Build cross platform desktop apps with .NET 7 and ASP.NET Core (Razor Pages, MVC), Blazor or h5.

ElectronSharp is a wrapper around a "normal" Electron application with an embedded ASP.NET Core application. It uses a socket-based IPC bridge we can invoke Electron APIs from .NET.

The CLI extensions hosts the toolset to build and start ElectronSharp-based applications.

ElectronSharp is a hard fork from the original Electron.NET project, mantained by me and used to build the Curiosity app.

📦 NuGet:

  • API NuGet
  • CLI NuGet

🛠 Requirements to run:

The current ElectronSharp CLI builds Windows/macOS/Linux binaries.

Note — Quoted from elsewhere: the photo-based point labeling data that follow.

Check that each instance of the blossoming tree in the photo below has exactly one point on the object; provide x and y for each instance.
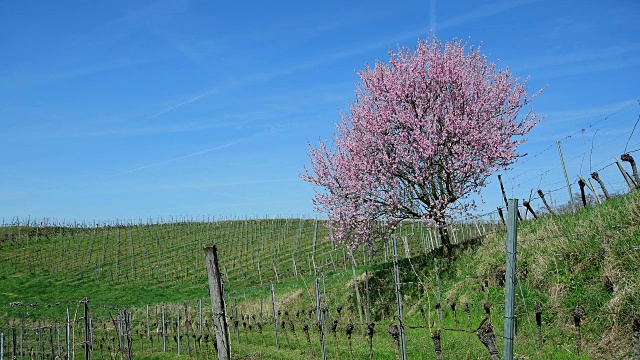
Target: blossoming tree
(425, 131)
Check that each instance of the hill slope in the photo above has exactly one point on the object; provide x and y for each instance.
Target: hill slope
(589, 260)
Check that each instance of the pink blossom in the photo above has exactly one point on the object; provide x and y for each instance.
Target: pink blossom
(425, 131)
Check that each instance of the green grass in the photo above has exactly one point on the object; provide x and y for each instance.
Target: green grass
(589, 258)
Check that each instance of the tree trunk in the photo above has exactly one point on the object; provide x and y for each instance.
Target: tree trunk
(444, 236)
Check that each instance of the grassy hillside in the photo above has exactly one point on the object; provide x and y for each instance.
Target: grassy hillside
(589, 259)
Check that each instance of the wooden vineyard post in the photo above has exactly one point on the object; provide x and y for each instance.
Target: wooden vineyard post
(403, 350)
(217, 302)
(275, 315)
(510, 280)
(319, 319)
(628, 158)
(596, 177)
(626, 176)
(566, 177)
(438, 304)
(635, 340)
(87, 331)
(164, 331)
(544, 201)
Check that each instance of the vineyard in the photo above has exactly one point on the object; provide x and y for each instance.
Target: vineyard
(146, 289)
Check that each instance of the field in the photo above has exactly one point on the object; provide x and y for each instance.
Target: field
(146, 285)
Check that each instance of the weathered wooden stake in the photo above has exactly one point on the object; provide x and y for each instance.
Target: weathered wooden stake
(635, 327)
(596, 177)
(582, 184)
(578, 315)
(217, 302)
(488, 338)
(87, 331)
(403, 349)
(510, 280)
(626, 176)
(566, 177)
(275, 315)
(544, 201)
(320, 321)
(438, 304)
(501, 214)
(539, 324)
(437, 344)
(628, 158)
(528, 206)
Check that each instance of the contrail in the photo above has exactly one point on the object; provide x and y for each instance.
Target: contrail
(197, 153)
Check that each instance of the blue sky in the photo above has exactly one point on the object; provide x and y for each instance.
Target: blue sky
(151, 109)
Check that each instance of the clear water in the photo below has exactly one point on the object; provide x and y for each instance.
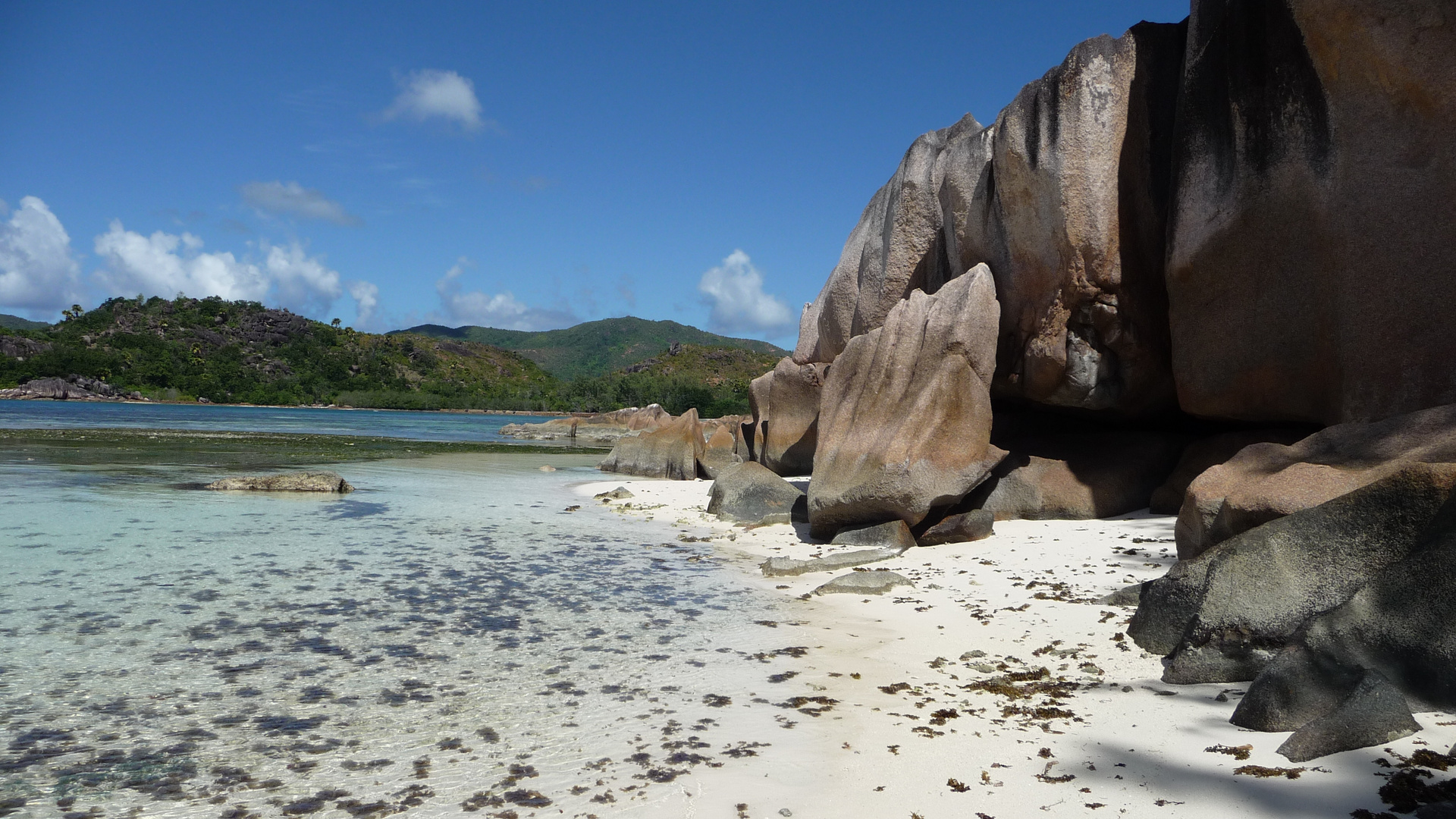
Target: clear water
(447, 632)
(389, 423)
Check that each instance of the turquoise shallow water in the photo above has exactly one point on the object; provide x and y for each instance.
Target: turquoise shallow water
(391, 423)
(447, 632)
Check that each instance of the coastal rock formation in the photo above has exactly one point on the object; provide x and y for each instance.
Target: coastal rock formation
(752, 493)
(1267, 482)
(672, 450)
(1078, 475)
(1081, 172)
(785, 406)
(1225, 614)
(906, 416)
(965, 526)
(286, 483)
(1206, 453)
(791, 567)
(1308, 267)
(601, 428)
(875, 582)
(718, 450)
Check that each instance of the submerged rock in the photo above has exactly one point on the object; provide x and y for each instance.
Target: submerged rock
(892, 535)
(286, 483)
(864, 583)
(788, 567)
(906, 413)
(752, 493)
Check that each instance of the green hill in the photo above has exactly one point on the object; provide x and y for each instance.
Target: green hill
(243, 353)
(596, 349)
(17, 322)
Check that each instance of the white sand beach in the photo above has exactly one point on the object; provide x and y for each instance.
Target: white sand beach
(924, 722)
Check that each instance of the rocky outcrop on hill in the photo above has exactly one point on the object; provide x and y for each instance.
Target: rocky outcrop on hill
(603, 428)
(286, 483)
(672, 450)
(1225, 614)
(1308, 265)
(906, 416)
(785, 404)
(1266, 482)
(752, 493)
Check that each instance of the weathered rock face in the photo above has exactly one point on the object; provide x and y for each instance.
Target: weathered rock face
(1081, 171)
(601, 428)
(1308, 265)
(906, 413)
(1065, 200)
(1225, 614)
(750, 491)
(1203, 455)
(669, 452)
(785, 406)
(1267, 482)
(286, 483)
(918, 232)
(1076, 475)
(718, 452)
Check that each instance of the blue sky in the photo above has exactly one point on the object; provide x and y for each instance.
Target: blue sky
(510, 165)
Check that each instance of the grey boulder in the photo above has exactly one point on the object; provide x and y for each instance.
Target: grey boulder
(965, 526)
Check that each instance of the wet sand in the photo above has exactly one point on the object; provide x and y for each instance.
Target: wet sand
(932, 701)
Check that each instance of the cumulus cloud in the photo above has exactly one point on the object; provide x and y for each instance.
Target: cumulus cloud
(165, 264)
(366, 300)
(36, 270)
(428, 93)
(291, 199)
(501, 311)
(734, 290)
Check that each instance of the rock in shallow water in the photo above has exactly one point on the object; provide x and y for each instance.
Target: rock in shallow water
(286, 483)
(864, 583)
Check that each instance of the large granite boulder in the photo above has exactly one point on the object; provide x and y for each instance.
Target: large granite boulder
(1204, 453)
(1223, 615)
(785, 416)
(1267, 482)
(720, 449)
(1075, 475)
(752, 493)
(1402, 624)
(601, 428)
(315, 482)
(667, 452)
(1310, 271)
(906, 416)
(1081, 172)
(925, 226)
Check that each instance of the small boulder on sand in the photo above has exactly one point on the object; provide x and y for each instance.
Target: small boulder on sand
(286, 483)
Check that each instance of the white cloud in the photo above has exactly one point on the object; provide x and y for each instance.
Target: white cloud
(501, 311)
(294, 200)
(36, 270)
(437, 93)
(165, 264)
(739, 303)
(366, 300)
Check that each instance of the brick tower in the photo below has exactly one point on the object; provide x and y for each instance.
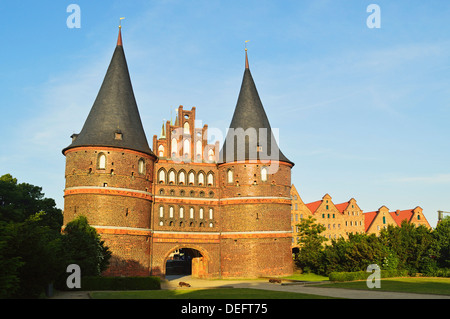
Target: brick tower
(109, 172)
(255, 182)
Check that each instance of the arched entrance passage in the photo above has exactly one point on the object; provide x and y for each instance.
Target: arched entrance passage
(186, 261)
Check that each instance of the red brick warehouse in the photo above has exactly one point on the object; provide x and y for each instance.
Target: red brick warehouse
(187, 205)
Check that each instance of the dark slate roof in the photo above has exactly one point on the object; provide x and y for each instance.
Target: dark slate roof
(249, 113)
(114, 110)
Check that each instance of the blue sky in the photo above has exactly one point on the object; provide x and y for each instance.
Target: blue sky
(362, 112)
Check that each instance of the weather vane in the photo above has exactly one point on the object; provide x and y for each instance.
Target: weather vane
(246, 44)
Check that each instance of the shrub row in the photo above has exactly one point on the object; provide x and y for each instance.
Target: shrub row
(120, 283)
(362, 275)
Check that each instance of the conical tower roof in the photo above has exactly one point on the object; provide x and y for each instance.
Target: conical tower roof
(250, 136)
(114, 119)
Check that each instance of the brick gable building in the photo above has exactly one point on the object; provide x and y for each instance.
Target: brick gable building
(219, 212)
(346, 218)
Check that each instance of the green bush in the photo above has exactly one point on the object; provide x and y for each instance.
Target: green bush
(441, 272)
(120, 283)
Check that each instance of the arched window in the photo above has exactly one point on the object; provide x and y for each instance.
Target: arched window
(181, 212)
(141, 166)
(161, 151)
(172, 177)
(264, 174)
(186, 147)
(210, 179)
(201, 178)
(191, 178)
(182, 178)
(230, 176)
(211, 213)
(161, 176)
(101, 161)
(198, 149)
(211, 155)
(174, 147)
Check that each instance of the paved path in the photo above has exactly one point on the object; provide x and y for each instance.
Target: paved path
(172, 283)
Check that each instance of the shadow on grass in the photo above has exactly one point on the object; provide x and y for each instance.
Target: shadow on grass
(422, 285)
(215, 293)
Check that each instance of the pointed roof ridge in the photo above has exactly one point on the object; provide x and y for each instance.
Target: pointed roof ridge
(114, 107)
(119, 38)
(249, 113)
(246, 60)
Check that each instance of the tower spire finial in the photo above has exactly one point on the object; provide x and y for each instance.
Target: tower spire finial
(119, 39)
(246, 57)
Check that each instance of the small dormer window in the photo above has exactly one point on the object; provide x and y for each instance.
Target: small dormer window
(141, 166)
(101, 161)
(264, 174)
(74, 137)
(118, 135)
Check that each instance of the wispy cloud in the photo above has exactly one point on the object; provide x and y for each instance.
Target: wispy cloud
(433, 179)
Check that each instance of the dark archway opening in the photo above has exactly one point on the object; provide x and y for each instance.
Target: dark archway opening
(179, 261)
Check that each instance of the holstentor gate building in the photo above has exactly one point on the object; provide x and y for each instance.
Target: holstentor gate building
(228, 208)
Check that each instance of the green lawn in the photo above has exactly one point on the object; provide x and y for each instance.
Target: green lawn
(216, 293)
(306, 277)
(425, 285)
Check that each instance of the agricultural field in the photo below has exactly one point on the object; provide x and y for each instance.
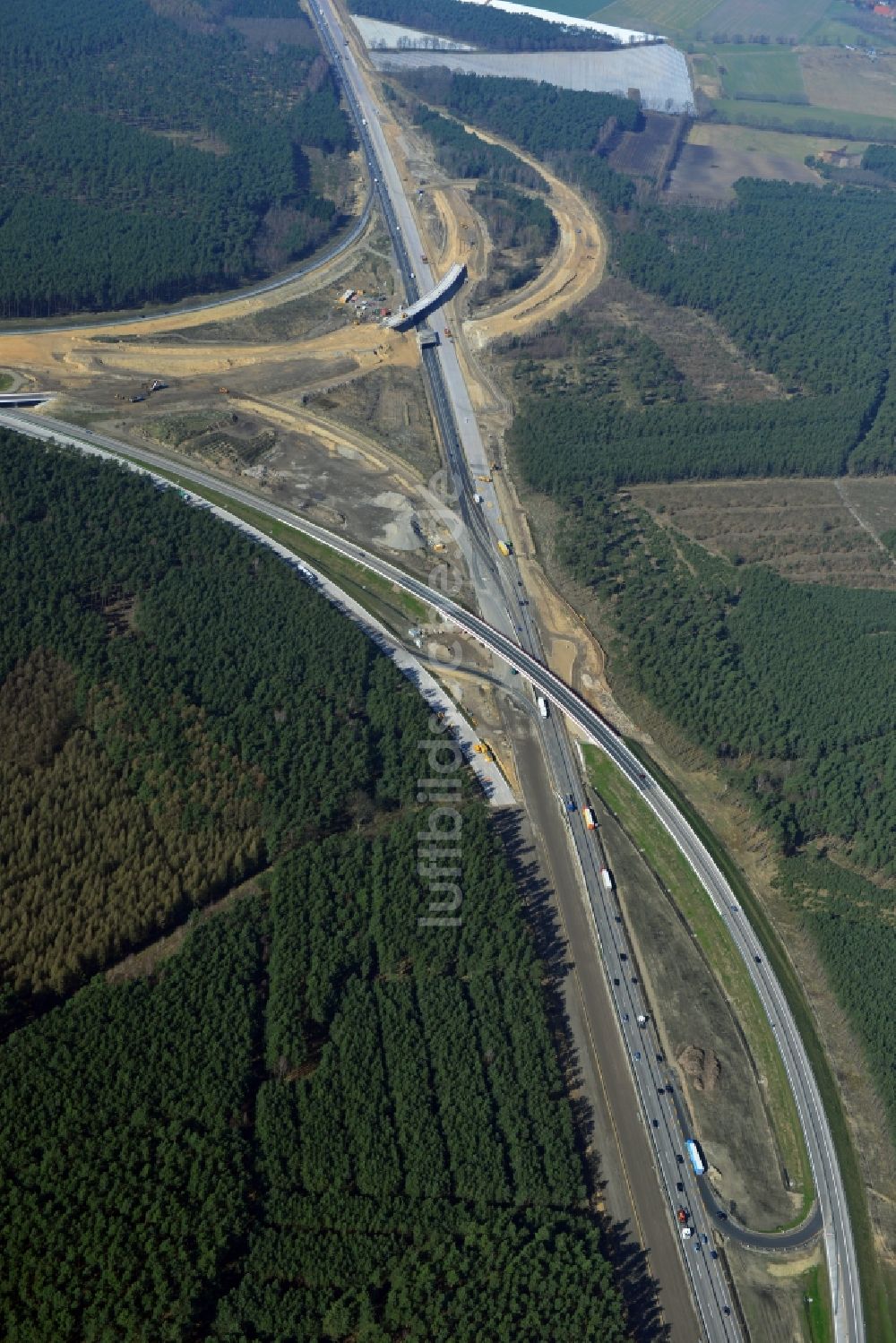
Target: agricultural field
(850, 81)
(702, 18)
(767, 148)
(642, 153)
(669, 16)
(767, 18)
(707, 174)
(764, 73)
(807, 530)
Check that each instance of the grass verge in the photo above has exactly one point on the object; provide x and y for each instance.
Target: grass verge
(823, 121)
(879, 1321)
(667, 860)
(815, 1310)
(375, 594)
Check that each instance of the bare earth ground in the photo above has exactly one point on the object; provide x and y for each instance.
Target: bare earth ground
(694, 342)
(708, 172)
(702, 1037)
(771, 1294)
(335, 469)
(809, 530)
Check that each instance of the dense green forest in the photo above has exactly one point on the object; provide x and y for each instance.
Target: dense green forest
(319, 1117)
(882, 159)
(538, 117)
(522, 231)
(791, 689)
(493, 30)
(155, 151)
(564, 128)
(813, 311)
(788, 686)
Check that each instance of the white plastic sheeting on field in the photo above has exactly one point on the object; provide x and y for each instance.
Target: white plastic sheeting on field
(659, 73)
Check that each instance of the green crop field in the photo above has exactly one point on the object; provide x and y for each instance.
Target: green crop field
(761, 73)
(668, 16)
(823, 121)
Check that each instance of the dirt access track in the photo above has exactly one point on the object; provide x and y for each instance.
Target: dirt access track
(573, 269)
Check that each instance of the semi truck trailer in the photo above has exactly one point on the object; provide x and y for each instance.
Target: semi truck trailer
(696, 1157)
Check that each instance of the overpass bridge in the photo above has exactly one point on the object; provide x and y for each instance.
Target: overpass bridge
(450, 281)
(24, 398)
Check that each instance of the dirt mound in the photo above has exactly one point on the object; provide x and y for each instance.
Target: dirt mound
(700, 1065)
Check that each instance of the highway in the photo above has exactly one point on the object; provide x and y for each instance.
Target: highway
(506, 629)
(268, 287)
(503, 602)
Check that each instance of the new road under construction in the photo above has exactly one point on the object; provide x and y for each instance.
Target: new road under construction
(606, 990)
(607, 1003)
(508, 629)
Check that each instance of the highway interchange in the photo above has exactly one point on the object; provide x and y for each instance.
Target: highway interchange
(506, 629)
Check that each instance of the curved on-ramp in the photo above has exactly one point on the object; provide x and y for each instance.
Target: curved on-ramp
(831, 1201)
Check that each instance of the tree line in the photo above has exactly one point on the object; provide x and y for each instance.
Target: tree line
(565, 129)
(495, 30)
(465, 155)
(148, 153)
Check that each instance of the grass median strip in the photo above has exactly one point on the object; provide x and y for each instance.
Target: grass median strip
(669, 864)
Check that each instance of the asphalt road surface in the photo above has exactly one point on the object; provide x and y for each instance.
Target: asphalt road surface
(508, 630)
(503, 602)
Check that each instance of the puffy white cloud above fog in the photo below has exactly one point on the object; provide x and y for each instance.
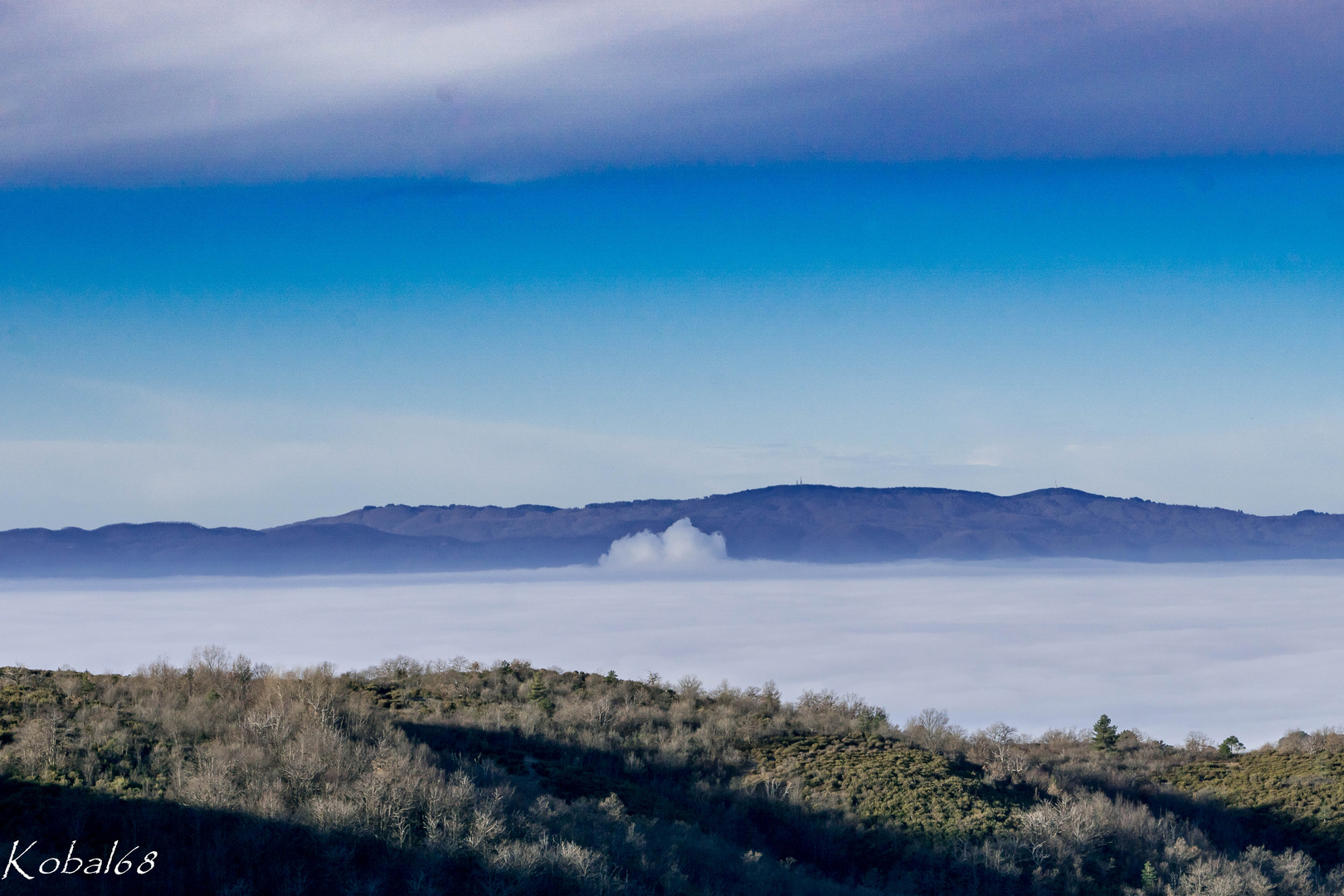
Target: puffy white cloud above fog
(680, 546)
(1250, 649)
(504, 89)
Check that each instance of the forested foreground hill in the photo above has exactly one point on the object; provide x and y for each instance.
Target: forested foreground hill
(455, 778)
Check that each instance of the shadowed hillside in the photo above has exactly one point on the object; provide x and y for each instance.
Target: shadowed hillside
(457, 778)
(808, 523)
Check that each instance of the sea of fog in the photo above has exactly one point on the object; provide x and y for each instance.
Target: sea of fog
(1250, 649)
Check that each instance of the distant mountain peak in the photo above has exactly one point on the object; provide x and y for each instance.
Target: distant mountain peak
(808, 523)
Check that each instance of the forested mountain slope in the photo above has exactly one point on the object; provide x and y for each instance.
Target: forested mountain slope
(413, 778)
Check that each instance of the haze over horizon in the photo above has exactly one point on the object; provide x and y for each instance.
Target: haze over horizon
(266, 262)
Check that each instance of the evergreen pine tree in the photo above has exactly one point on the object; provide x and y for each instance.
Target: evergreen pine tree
(1103, 733)
(539, 694)
(1148, 878)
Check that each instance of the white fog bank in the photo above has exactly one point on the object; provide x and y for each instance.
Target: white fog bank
(1250, 649)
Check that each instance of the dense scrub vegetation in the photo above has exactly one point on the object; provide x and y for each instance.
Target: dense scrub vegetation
(446, 778)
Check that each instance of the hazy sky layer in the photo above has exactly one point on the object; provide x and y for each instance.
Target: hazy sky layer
(272, 261)
(251, 355)
(158, 90)
(1229, 649)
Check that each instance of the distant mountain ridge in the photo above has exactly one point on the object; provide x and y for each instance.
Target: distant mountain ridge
(806, 523)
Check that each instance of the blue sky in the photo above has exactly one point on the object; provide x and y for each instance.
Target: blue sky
(265, 262)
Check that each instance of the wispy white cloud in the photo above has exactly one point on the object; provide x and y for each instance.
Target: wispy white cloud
(145, 455)
(504, 89)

The API uses .NET 7, so our minimum base OS is the same as .NET 7.

Also you should have installed:

👩‍🏫 Usage

To activate and communicate with the Electron API, include the ElectronSharp.API NuGet package in your ASP.NET Core app. Check out the Electron.SampleApp for an example of how to use ElectronSharp.

PM> Install-Package ElectronSharp.API

Program.cs

You start ElectronSharp up with an UseElectron WebHostBuilder-Extension.

public static IHostBuilder CreateHostBuilder(string[] args) =>
    Host.CreateDefaultBuilder(args)
        .ConfigureWebHostDefaults(webBuilder =>
        {
            webBuilder.UseElectron(args);
            webBuilder.UseStartup<Startup>();
        });

Startup.cs

Open the Electron Window in the Startup.cs file:

public void Configure(IApplicationBuilder app, IWebHostEnvironment env)
{
    ...

    // Open the Electron-Window here
    Task.Run(async () => await Electron.WindowManager.CreateWindowAsync());
}

🚀 Start the Application

To start the application make sure you have installed the "ElectronSharp.CLI" packages as global tool:

dotnet tool install ElectronSharp.CLI -g

At the first time, you need an ElectronSharp project initialization. Type the following command in your app folder:

electron-sharp init
  • Now a electronnet.manifest.json should appear in your ASP.NET Core project
  • Now run the following:
electron-sharp start

Hint

If invoking any of those commands gives you strange errors (like .NET 5 not installed, but your project is .NET 6), it means you've typed electronize instead of electron-sharp.

Note

Only the first electronize start is slow. The next will go on faster.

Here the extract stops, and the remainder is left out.